14. What discussions he has had with the Minister for the Cabinet Office on proposals to merge UK Sport and Sport England. (18956)
My right hon. Friend the Secretary of State met Francis Maude on 8 July to discuss the public bodies Bill—
My apologies, Mr Speaker. They discussed bringing together UK Sport and Sport England, and that was also discussed at an inter-ministerial meeting on 13 September. I also met my devolved counterparts to discuss the issue when I was in Delhi and I have, of course, discussed it with many others in sport and inside the two bodies.
Recent correspondence from the Scottish Executive somewhat complacently suggests that they are merely aware of the proposed merger.
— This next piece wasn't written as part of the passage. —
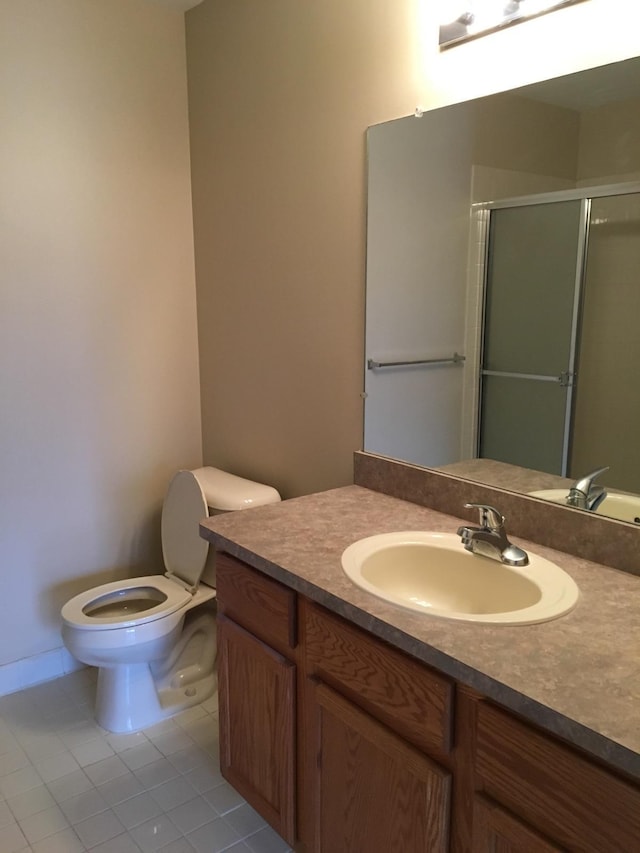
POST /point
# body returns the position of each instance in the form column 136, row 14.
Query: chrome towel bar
column 456, row 358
Given UK Sport’s responsibilities for the world-class performance programme across the United Kingdom, how will the Minister ensure that there is a fair distribution of financial support for our elite athletes?
That was one of the issues that we discussed in Delhi. I am sure that it will not have escaped the hon. Gentleman’s notice that part of the comprehensive spending review announced on Wednesday was framed by a decision to increase the amount of money going in to sport. We were able to announce not only that we would stick to the original spending limits envisaged for London 2012 and would honour those commitments in full, but that UK Sport would have the same level of funding, or slightly better, for the start of the Rio cycle than it is enjoying this year.
In addition to the merger, the Government are cutting the funding that the two organisations receive as well as cutting £160 million from school sports and axing funding for sports colleges. Before the election, the hon. Gentleman praised Labour’s support for sport and pledged that it would not be undermined by the Conservatives. Will he tell us what impact those decisions will have on his predecessor’s ambition to get 2 million people taking part in sport?
I welcome the hon. Gentleman to his place and I hope that he enjoys the position as much as I did—and, if I might say so, spends as much time doing it as I did. I understand his point, but he must admit that the amount of debt interest this country pays out every single day is the same as the entire community sport budget each year, so it is a considerable job to tackle it. By increasing the lottery shares to UK Sport and Sport England, not only have we been able to shield in full UK Sport from the effects of this, preserving elite athlete funding through to 2012, but by the end of the four-year cycle of lottery funding Sport England will have more money going through its front door than it did at the beginning. That is, I believe, a considerable achievement.